The report's conclusions are clear: the impacts of global warming are greater than previously thought and are happening faster than expected. The report was released at the 58th IPCC conference in Interlaken, Switzerland. The IPCC, often referred to as the Intergovernmental Panel on Climate Change, was established in November 1988 by the United Nations Environment Programme (UNEP) and the World Meteorological Organization (WMO) as an intergovernmental body to summarize for policymakers the state of scientific research on climate change for policy makers.

Warming will rise to 3°C by 2050

The scientists conclude that if current levels of climate change mitigation are maintained, warming will reach to 3°C by 2050, the scientists conclude. It's a scenario that would cross several climate tipping points crossed, with catastrophic consequences for human well-being, especially health, food production and the economy. Nathan Solothurnmann, climate expert at Greenpeace Switzerland, warns: "Humanity is currently on a very risky path that threatens the natural foundations of our lives on a global scale".

Switzerland is particularly affected by warming

The consequences of global warming are becoming more apparent in Switzerland than on average worldwide.
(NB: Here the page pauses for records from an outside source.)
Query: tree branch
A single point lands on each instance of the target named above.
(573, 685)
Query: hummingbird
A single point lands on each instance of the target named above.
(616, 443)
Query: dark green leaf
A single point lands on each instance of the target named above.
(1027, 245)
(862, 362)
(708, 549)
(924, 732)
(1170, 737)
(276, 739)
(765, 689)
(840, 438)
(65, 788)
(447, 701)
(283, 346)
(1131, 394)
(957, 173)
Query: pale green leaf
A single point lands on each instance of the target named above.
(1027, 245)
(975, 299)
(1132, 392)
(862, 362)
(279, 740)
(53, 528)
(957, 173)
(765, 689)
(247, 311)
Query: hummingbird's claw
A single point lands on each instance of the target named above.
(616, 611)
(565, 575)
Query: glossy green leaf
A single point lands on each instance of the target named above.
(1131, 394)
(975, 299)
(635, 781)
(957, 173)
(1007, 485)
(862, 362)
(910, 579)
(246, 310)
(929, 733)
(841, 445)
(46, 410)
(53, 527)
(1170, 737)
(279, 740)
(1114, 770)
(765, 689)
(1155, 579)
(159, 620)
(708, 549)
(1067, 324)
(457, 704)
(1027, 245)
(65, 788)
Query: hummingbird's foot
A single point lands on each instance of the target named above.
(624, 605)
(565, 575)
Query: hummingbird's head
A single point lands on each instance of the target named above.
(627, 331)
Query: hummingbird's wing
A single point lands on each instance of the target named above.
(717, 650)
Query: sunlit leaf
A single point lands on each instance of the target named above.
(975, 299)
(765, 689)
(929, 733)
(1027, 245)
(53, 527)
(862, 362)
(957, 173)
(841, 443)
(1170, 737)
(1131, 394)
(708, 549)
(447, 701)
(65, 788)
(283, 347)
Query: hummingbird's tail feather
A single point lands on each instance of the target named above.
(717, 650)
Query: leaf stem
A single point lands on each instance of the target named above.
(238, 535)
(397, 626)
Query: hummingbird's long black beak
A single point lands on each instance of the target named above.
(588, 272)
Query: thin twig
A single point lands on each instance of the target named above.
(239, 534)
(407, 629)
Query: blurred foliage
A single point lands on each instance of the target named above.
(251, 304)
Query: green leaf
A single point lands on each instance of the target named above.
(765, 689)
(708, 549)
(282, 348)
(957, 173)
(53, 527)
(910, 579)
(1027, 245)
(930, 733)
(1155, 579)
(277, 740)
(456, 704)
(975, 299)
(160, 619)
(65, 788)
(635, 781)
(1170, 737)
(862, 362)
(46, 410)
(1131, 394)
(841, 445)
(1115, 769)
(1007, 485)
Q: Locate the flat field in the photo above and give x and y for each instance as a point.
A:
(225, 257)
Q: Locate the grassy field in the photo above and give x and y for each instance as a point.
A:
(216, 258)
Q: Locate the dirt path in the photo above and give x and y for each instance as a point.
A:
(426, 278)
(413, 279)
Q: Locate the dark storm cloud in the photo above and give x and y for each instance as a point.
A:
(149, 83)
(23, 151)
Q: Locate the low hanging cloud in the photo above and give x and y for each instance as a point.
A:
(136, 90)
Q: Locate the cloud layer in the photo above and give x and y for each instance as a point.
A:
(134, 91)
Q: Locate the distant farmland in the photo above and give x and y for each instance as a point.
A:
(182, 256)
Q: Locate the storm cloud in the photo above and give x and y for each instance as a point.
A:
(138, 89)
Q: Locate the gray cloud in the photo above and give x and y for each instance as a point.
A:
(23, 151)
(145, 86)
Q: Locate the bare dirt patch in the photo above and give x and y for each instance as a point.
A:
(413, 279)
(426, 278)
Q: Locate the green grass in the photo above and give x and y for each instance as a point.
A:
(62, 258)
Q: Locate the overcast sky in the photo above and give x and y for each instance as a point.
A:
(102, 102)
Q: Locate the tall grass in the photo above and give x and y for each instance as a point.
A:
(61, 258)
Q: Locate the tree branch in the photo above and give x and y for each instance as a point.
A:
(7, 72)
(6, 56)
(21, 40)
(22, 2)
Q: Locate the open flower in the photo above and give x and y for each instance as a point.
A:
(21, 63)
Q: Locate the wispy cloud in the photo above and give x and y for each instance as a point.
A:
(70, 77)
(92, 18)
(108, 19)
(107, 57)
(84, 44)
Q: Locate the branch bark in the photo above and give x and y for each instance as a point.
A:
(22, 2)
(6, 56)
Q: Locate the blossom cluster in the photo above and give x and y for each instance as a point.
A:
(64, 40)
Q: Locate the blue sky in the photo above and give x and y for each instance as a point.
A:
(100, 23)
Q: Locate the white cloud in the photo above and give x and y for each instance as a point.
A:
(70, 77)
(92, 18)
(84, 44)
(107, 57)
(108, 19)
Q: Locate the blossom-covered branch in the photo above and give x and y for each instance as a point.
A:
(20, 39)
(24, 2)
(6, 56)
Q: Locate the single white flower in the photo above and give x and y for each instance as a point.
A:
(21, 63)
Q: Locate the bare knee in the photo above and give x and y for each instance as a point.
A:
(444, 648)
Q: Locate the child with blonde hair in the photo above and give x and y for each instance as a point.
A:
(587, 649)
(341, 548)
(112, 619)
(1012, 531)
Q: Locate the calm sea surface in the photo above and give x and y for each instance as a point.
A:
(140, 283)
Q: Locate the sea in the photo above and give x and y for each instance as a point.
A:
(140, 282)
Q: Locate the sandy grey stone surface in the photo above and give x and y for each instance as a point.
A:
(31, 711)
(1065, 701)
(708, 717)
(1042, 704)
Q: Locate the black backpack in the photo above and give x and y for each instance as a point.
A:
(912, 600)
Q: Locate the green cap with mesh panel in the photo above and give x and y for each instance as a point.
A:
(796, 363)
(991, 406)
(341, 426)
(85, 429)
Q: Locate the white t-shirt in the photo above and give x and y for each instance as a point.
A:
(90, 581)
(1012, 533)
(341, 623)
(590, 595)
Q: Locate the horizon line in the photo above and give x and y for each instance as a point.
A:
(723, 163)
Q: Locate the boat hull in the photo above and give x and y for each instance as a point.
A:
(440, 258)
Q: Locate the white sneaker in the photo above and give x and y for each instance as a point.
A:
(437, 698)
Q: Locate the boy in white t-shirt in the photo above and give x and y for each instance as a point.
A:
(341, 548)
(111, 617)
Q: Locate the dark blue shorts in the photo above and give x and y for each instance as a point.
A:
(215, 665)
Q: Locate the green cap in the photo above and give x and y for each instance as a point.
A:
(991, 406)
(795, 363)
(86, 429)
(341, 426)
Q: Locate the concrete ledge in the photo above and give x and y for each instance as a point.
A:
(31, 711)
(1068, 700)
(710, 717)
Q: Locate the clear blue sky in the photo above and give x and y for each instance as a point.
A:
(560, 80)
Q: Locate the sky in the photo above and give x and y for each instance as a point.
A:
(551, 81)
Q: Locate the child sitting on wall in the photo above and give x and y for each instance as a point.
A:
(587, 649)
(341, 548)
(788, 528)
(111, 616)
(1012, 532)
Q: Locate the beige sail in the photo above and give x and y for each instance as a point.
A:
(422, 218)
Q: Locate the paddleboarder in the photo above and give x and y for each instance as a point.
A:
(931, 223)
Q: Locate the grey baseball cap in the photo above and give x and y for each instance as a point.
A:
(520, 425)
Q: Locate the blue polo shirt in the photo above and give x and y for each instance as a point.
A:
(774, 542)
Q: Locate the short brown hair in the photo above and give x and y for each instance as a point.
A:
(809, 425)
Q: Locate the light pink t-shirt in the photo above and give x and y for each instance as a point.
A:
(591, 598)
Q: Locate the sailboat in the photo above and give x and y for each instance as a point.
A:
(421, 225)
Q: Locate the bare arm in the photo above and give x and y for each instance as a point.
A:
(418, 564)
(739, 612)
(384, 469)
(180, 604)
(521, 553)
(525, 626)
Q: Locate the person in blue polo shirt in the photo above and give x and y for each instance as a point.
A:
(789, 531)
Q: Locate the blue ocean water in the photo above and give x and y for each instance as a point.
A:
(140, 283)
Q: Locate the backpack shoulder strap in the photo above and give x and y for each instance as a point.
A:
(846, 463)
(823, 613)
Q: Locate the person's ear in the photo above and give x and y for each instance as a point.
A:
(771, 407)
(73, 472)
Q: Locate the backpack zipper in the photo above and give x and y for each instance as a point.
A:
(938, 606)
According to recent fact sheet recently published by Greenpeace Switzerland makes clear, the country has already warmed by almost 2°C. In recent years, this trend has led to an increase in the frequency of extreme weather events, recurring droughts, heat waves, a decrease in snow cover, the disappearance of glaciers and the thawing of permafrost. "Nevertheless, the federal government's climate policy is not in line with the very clear warnings of the IPCC," Solothurnmann cautions. And he continues, "Yet we in Switzerland have all the means to tackle the climate crisis. We can phase out the use of fossil fuels by 2035. We can also protect the ecosystems that serve as carbon sinks by changing our consumption patterns and our diet. All of these measures are investments that are critical to our future and will enable a high quality of life."

Switzerland has among the highest greenhouse gas emissions per capita

In fact, the IPCC findings also highlight a global inequity: almost half of the world's population lives in places that are highly vulnerable to global warming, mostly in disadvantaged countries. At the same time, only 10% of the richest households, mainly  in northern countries, are responsible for 45% of global greenhouse gas emissions based on household consumption..

Switzerland is one of the countries with the highest greenhouse gas emissions per capita. "If we act quickly, we will be in the best position to tackle the climate problem. However, it is important to set a clear framework and clear targets," Solothurnmann appeals. That is why Greenpeace is supporting a Yes vote for the Climate Protection Act in the referendum on June 18.